Memorandum by the Assistant Secretary of State for Public Affairs (Barrett) to the Secretary of State

secret

Subject: Your Remarks to the President today on taking the Propaganda Offensive.1

After much staff consultation including a session until late last evening, I find further work is required to coordinate the multiple interests of key people here and elsewhere on the several elements in our tentative proposals for taking the propaganda offensive which you discussed with the President on Monday.2 We suggest you tell the President that this proposal is being followed up vigorously; that you will soon be able to send him at Key West concrete and definite plans and a proposed announcement for carrying out the proposals; that you hope he will find it possible to decide on such plans even before his return to the White House.

We are completing the following steps:

1.
Speeding up the present program for throwing additional transmitting equipment into the effort to overcome Soviet jamming. I have approved plans this week for sending a special technical negotiator to Europe to find the most rapid means for getting authorized facilities for expansion of our international broadcasting into operation, and to explore possibilities of getting immediate use of additional transmitters under lease from the governments of France and Monaco.
2.
Development of a staff paper proposing the means of establishing sufficiently high priorities for intelligence and research measures in support of the Voice of America by the various Government agencies [Page 276] concerned.3 We propose that the President request the National Security Council to give urgent consideration to the problem of technical and intelligence support for guidance on ways to strengthen the Voice of America, through NSC creation of an Ad Hoc Committee especially constituted to make such a rapid review.
3.
Preparation of an announcement by the President that he has determined to step up every means of getting understanding of our peaceful purposes through the Iron Curtain. The announcement would include reference to the accelerated program for expansion of Voice of America facilities; to the request to agencies of the Executive Branch to give high priority to study of the technical means for conveying ideas through the Iron Curtain; and to a request by the President to General Sarnoff to head a distinguished group of private citizens to perform as rapidly as possible a technical advisory job on the findings and proposals arising from the study requested by the President from the agencies of the Executive Branch. (This last will have to be handled carefully to avoid offending the existing committee headed by Mark Ethridge.4)

With respect to the tentative suggestion I made for coordinating with the BBC and other free nation facilities for reaching Iron Curtain areas on a bold new propaganda offensive, perhaps styled “The Voice of Freedom”, I find political objections and will have to explore this further with the political officers and Dean Rusk, before making final recommendations.

[Edward W. Barrett]
  1. The proposed American propaganda offensive was one of the subjects discussed by the Secretary of State with President Truman at their meeting on foreign policy problems on March 9. According to the Secretary’s brief memorandum of conversation of March 9, not printed, he reported to the President along the lines set forth in the memorandum printed here and promised to have recommendations for the President shortly after his arrival in Key West (Secretary’s Memoranda, Lot 53 D 444, Secretary’s Memoranda—March 1950).
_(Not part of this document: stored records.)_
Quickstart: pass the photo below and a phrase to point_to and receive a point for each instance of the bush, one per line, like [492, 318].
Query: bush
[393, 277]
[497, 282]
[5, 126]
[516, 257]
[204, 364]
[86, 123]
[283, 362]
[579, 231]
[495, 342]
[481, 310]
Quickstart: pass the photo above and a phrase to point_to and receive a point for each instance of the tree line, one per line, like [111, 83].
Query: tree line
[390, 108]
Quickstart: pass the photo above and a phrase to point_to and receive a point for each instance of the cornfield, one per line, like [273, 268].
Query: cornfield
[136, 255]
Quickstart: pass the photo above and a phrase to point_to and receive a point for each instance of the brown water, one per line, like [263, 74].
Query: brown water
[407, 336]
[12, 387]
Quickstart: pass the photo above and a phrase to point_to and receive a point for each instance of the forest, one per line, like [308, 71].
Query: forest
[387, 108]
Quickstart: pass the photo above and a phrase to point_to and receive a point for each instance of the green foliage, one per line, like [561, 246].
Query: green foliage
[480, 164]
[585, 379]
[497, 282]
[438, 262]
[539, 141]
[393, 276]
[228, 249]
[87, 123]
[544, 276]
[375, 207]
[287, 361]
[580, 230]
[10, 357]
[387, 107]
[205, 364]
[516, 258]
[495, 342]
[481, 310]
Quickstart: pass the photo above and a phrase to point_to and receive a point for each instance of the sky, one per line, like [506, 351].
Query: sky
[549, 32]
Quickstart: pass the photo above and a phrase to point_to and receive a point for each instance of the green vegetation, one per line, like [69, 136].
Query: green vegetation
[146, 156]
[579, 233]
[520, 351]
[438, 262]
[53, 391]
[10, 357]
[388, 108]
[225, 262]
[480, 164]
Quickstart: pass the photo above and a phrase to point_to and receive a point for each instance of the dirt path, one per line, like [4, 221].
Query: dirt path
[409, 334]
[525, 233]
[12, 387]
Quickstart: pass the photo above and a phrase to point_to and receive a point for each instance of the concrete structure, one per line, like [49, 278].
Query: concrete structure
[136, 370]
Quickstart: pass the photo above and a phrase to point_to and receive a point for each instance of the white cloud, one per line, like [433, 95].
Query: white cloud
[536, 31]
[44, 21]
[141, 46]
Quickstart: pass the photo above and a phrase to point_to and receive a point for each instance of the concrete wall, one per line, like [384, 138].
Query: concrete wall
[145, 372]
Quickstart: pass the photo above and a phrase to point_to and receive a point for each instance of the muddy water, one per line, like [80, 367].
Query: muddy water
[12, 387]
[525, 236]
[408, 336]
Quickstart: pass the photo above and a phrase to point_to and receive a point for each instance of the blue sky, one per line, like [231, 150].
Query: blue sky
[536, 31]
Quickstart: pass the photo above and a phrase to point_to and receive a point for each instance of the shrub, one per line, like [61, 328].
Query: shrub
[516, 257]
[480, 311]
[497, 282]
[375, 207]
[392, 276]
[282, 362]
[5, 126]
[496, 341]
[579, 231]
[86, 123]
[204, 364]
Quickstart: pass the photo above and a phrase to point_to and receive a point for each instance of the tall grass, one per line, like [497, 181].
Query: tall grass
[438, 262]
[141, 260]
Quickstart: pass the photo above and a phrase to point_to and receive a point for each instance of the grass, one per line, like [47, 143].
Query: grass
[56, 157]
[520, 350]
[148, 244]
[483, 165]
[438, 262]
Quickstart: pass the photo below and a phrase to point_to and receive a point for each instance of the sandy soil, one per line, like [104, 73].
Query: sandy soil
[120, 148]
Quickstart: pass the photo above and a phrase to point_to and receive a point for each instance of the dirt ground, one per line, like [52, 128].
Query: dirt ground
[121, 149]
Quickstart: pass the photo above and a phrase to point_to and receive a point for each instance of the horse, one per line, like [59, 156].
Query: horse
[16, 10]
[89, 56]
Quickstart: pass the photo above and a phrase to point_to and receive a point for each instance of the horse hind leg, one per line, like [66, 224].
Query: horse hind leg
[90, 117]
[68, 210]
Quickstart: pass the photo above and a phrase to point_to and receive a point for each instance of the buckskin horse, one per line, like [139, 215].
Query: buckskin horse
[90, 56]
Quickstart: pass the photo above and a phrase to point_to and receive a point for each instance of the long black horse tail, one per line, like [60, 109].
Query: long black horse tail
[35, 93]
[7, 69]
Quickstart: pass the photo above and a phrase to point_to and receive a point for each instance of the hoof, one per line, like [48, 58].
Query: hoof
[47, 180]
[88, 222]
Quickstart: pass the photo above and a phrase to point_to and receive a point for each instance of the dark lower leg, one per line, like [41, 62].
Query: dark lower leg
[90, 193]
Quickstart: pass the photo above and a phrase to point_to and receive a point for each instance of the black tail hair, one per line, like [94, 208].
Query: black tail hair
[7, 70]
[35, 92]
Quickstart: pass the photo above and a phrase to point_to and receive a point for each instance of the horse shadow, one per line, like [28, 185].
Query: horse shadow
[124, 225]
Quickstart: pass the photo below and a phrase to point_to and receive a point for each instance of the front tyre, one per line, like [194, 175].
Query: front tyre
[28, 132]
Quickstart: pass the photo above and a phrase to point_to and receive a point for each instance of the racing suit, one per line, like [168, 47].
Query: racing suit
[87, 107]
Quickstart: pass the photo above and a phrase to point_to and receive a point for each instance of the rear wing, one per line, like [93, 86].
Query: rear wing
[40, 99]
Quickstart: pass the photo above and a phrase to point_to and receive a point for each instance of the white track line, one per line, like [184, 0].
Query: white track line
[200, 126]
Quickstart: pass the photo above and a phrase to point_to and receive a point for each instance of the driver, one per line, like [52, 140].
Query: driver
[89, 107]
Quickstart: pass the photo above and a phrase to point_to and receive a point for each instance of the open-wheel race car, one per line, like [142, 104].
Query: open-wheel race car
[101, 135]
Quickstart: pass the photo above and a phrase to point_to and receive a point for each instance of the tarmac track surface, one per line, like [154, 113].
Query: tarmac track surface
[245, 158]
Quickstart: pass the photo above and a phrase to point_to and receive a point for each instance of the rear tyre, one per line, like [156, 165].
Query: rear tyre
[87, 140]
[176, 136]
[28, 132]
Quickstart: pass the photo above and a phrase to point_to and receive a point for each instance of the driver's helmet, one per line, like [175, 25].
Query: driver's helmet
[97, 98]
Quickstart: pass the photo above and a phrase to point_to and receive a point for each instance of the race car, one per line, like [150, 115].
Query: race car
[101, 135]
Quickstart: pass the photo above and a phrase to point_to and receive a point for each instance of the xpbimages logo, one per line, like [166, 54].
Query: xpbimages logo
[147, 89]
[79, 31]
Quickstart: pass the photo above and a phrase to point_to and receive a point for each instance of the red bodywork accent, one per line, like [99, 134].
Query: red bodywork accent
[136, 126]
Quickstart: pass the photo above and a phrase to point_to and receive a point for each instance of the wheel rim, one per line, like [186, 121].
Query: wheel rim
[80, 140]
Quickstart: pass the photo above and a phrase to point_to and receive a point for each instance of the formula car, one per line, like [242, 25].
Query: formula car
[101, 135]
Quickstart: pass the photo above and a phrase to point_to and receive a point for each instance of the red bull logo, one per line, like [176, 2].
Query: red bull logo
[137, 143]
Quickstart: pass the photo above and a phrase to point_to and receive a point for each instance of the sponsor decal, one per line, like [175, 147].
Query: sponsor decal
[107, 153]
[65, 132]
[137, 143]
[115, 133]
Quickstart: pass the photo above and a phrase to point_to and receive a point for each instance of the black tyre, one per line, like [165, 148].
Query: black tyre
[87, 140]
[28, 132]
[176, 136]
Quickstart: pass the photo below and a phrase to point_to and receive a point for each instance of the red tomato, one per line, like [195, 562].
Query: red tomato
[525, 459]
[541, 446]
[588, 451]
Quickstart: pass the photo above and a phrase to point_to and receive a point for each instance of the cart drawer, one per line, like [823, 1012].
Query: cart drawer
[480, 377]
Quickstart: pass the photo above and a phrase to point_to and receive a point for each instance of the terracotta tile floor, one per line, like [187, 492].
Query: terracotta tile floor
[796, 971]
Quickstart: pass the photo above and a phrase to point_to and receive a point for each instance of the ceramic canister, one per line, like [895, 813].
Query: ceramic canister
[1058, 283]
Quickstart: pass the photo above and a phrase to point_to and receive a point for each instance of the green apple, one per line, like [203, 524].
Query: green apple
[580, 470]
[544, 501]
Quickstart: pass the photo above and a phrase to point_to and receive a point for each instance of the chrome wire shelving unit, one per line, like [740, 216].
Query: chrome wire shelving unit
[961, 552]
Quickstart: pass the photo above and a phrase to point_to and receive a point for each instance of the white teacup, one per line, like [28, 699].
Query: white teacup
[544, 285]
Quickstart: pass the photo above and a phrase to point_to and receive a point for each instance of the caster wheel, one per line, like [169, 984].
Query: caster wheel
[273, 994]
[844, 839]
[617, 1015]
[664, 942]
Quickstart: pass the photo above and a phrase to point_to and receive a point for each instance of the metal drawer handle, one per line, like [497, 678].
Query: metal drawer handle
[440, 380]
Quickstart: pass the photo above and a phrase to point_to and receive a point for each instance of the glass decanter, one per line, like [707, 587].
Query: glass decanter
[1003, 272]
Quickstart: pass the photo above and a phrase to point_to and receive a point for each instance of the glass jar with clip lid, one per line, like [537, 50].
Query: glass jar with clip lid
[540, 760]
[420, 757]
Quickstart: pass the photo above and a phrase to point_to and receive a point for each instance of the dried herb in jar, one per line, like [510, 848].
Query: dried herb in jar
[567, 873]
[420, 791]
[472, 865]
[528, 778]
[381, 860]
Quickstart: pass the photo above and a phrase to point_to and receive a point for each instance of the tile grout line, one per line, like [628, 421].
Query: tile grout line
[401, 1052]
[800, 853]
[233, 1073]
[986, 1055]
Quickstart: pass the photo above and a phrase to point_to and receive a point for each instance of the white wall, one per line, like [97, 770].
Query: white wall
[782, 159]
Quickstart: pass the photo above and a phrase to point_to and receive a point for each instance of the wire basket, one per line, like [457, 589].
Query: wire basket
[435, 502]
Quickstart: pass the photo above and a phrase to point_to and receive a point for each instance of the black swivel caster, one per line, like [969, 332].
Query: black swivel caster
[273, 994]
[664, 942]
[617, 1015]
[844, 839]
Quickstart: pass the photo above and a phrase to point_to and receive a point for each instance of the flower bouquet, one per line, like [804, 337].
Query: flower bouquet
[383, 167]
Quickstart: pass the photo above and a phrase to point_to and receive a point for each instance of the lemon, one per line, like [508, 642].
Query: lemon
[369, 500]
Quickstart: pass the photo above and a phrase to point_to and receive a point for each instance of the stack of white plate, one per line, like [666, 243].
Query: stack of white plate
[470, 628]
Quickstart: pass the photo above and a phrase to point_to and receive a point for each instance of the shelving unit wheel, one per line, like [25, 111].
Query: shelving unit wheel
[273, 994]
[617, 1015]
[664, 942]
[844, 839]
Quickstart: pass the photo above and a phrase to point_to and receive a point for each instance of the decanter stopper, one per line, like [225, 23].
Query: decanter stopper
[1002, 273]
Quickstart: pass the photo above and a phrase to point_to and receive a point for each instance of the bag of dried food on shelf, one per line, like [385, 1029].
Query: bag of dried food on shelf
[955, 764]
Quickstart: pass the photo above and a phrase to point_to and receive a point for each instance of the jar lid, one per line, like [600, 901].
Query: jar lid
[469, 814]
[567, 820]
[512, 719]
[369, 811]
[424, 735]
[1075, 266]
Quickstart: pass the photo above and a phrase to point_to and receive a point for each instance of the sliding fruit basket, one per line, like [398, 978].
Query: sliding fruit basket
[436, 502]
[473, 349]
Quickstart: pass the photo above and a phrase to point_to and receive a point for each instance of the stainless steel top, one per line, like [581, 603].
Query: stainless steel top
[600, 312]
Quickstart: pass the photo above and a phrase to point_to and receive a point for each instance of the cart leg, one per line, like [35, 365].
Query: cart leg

The President vacationed briefly in Key West, Florida, in mid-March 1950. In a memorandum of April 3 to President Truman, not printed, Secretary Acheson forwarded a memorandum prepared by Assistant Secretary of State Barrett out-lining a series of practical steps to implement the ideas discussed with the President on March 9 to strengthen the Voice of America and the total information efforts abroad. The Barrett memorandum has not been found in Department of State files (511.004/4–350).
  2. March 6; see footnote 1, supra.
  3. See document UM D–87, March 22, p. 279.
  4. In his memorandum of April 3 to President Truman (see footnote 1, above) Secretary Acheson explained that the Department of State had consulted with Mark F. Ethridge, publisher of the Louisville Courier-Journal and the Louisville Times and Chairman of the United States Advisory Commission on Information, regarding the Sarnoff proposal (see the memorandum of March 1 from the President to Secretary Acheson, p. 271). Ethridge agreed that such a new committee should be set up as an advisory body to work with and advise the Government’s technical staff group under the National Security Council. The list of names for the proposed committee and a draft statement by the President, both transmitted to the President as attachments to the April 3 memorandum, have not been found in Department of State files.